This is an interview with on my teachers Bitten Jonsson, a forerunner in the food addiction field in Sweden. Bitten’s story is a truly captivating tale of what successful food addiction treatment can look like and the barriers we are facing to establishing treatment that is accessible through the public health system. Read the story of how Bitten set up the first food addiction treatment centre in Sweden that was so successful it had to close down.
Bitten is a registered nurse with a specialism in the diagnosis and relapse prevention of food addiction and biochemical repair. Together with journalist Pia Nordström she wrote the book Sugarbomb in 2004 and has updated it twice, in 2010 and 2016. Her second cookbook was released in March 2018. She is a board member of the Food Addiction Institute and a faculty member of the International School of Food Addiction Counsellors. She is on the expert panel of Diet Doctor and a strong advocate of the ketogenic diet to treat food addiction. Currently she is training the new generation of sugar addiction counsellors and her next training in English starts in autumn 2018. I asked Bitten a few questions to share her unique story with us.

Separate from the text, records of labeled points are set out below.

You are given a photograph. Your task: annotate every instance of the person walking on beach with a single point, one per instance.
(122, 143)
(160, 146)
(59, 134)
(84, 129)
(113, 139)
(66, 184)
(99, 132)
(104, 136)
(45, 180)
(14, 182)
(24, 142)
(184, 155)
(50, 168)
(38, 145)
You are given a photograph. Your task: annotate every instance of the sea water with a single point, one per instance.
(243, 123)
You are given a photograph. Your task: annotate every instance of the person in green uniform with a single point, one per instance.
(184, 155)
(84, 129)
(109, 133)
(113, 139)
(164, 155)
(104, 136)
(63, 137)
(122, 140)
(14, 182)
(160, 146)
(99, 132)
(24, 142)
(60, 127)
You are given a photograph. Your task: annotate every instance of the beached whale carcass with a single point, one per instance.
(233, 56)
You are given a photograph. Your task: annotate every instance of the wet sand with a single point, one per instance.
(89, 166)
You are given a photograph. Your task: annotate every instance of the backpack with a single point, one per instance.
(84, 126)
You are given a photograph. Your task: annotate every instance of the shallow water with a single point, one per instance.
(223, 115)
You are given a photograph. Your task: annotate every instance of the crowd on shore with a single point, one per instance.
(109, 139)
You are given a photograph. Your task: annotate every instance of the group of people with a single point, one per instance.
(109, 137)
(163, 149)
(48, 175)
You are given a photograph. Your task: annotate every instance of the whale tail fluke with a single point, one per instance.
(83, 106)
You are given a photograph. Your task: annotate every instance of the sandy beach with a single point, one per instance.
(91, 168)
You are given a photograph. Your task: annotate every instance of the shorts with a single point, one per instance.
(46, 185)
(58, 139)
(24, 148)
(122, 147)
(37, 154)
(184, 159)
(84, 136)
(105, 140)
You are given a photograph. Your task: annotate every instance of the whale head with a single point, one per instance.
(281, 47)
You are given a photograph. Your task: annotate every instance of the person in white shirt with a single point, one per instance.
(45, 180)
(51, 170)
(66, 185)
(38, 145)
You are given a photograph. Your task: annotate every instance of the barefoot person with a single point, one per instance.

What started your interest in food addiction?
I’m a recovering alcoholic since 27th of September 1985 and after seven sober years, in 1992, I quit smoking and started to binge like crazy on sugar products. I just couldn’t quit and it shocked me. How come I could quit alcohol and cigarettes but not chocolate and ice cream?
So, you consider yourself a food addict?
Yes, but I identify more as a sugar addict because I’ve never been into flour products and am also not a volume addict. Sugar, flour and volume are the most common aspects of food addiction for many, and I’m grateful that for me it’s ‘only’ sugar. Alcohol and sugar gave me the same rush. I started smoking and drinking in nursing school at the age of 19 and was hooked right away. But I was exposed to sugar at a much earlier age. With the knowledge I have today I know that my addiction started with sugar.
How did you get into professionally treating people with food addiction?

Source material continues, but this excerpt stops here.